CEO resolutions: getting Credit Suisse’s Körner out of a corner
Save a thought for the downtrodden this Christmas. Few in banking are more so than Credit Suisse shareholders. Ulrich Körner, in the bank’s top job for just five months, is implementing a restructuring plan to stave off a client exodus and inevitable collapse.
We applaud the rapid response. But shares in the Swiss bank continue to hover at the lows in its nearly 50 years of public ownership. A few New Year’s resolutions – the subject of today’s entire Lex column – might signal to the market that a reversal of fortune is near.
Körner should start by creating a more trustworthy institution. Risky decisions by previous senior executives have sent the bank’s reputation up the chimney. Hiving off part of the investment bank as CS First Boston to insider and director Michael Klein suggests further conflicts of interest loom.

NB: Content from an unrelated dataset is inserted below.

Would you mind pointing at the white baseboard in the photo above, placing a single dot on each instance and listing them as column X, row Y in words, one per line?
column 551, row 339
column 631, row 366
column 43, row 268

As for the restructuring itself, make the message clearer please, Mr Körner. Simplification popped up repeatedly throughout the strategy presentation in October. Of the $294bn in risk-weighted assets to squeeze, it is the 60 per cent you are keeping that raises questions.
The cat’s cradle of interconnections adds further confusion: Credit Suisse will sell part, but not all, of the securitised products portfolio. CS First Boston will eventually go independent. Yet a markets division will remain within the core bank to serve wealth management and First Boston. Credit Suisse will retain an as yet undetermined stake in the latter. Fewer internal divisions would make the new proposition easier to understand.
Finally, more ambition on the benefits from this latest rejig would instil some optimism. A target of 6 per cent return on tangible equity in 2025 is one of the lowest in European banking.
Assume that global interest rates do not pancake down to the near-zero of the recent past. Any net interest income benefits from higher rates plus cost-cutting of 15 per cent could well produce a better result.
Low profitability hints at insufficient organic capital growth to come. Already a SFr4bn ($4bn) capital raising has been approved. The last thing long-suffering shareholders need next year is another one to follow.